I did have a heroin addiction during 1996, and I do have previous convictions for robbery, but that does not make me a murderer. I never took any part in the Chillenden Murders. I was in no way involved. I am totally innocent of these terrible crimes.
I have a conviction for grievous bodily harm, in 1980, but there is absolutely no other similarity between this crime and the Chillenden Murders. Foolishly I went to the house of a homosexual paedophile and threatened to stop his activities of molesting young boys. He took umbrage and grabbed me. I over-reacted by picking up his own hammer and striking him with it. The judge gave me a two year sentence for this attack; the paedophile received a five year sentence for the above mentioned sexual offences.
The man I was convicted of stabbing was not asleep, and he would have injured me had I not stabbed him.

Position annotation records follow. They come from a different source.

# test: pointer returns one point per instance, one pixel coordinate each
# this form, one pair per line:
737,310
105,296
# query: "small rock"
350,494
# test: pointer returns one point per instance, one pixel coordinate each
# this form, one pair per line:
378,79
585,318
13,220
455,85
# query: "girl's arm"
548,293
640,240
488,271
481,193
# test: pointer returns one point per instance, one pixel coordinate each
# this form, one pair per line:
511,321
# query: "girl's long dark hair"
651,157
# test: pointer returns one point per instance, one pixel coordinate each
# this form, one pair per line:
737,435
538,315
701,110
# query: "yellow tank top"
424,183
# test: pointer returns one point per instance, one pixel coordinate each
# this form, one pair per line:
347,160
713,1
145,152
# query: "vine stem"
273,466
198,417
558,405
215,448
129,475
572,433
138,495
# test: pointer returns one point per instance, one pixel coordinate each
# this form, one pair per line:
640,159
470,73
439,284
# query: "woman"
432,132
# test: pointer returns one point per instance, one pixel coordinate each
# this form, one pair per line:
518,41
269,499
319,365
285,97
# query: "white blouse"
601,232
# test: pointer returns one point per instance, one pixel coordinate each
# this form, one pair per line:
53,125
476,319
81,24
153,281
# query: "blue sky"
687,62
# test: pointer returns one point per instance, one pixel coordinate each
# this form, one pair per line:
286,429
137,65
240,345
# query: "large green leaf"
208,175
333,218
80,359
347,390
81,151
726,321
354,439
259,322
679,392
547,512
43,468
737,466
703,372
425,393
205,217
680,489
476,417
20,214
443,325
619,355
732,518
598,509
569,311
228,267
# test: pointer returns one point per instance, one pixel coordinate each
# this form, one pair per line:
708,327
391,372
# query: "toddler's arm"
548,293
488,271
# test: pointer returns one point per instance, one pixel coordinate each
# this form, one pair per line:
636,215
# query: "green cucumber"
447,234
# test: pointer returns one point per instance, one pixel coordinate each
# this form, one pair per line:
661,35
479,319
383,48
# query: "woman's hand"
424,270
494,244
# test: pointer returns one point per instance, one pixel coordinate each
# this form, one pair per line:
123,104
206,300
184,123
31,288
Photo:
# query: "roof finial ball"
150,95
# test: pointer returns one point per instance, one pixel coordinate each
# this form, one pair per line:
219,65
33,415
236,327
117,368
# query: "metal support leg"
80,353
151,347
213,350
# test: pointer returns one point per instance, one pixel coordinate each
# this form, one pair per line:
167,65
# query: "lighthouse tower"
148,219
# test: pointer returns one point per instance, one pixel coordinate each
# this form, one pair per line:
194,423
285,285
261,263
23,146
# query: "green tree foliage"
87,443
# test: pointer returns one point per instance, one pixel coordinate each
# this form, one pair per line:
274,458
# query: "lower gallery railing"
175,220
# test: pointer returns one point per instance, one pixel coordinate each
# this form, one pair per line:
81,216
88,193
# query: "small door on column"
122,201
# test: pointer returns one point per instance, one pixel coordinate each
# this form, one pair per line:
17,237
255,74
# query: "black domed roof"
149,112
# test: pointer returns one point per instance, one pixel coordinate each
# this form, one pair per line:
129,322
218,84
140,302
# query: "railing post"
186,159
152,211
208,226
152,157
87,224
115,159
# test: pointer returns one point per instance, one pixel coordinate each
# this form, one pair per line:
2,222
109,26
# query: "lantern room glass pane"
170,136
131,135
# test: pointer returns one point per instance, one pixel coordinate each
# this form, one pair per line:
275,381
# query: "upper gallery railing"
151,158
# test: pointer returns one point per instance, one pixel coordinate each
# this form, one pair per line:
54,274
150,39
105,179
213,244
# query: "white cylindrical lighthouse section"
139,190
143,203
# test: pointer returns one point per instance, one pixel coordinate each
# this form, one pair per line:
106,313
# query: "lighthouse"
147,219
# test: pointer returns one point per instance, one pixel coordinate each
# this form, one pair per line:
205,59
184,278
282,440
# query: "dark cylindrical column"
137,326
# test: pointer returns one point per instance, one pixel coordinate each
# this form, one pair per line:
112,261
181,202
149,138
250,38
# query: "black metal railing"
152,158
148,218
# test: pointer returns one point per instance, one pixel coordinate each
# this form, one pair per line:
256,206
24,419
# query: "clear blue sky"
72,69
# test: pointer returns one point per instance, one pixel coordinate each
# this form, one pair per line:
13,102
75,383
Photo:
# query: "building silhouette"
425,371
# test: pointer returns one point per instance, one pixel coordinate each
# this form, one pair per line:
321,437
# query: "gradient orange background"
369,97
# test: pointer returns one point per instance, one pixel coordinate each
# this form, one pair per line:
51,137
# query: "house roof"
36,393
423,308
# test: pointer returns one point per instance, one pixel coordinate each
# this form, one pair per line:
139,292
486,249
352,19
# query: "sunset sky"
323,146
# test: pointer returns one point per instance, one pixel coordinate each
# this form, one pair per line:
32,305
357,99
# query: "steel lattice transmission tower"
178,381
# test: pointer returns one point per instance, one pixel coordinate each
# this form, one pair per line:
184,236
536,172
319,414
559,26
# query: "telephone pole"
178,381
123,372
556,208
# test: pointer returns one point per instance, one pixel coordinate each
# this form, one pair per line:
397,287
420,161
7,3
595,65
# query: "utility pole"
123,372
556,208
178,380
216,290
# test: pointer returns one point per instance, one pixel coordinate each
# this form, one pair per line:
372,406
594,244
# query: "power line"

Much forensic evidence was found at the crime scene including hairs, saliva, fibres and bloodstained partial fingerprints. Forensic scientists have eliminated me as being the source of any and all such samples.
The prosecution accepted - at both trials - that all the details of the alleged cell block confession (which I never made) were either in the public domain or were capable of being deduced from what was in the public domain.
I will never accept being in prison for life for murders I never committed, so I will take the appeal process all the way until the day I prove my innocence. I have spent seven and a half years in prison for murders I never committed: that is an injustice inflicted on me, and a further injustice inflicted upon the victims of the real maniac hammer murderer who has gotten clean away with this crime.
How many more murders will he go on to commit before you open your eyes?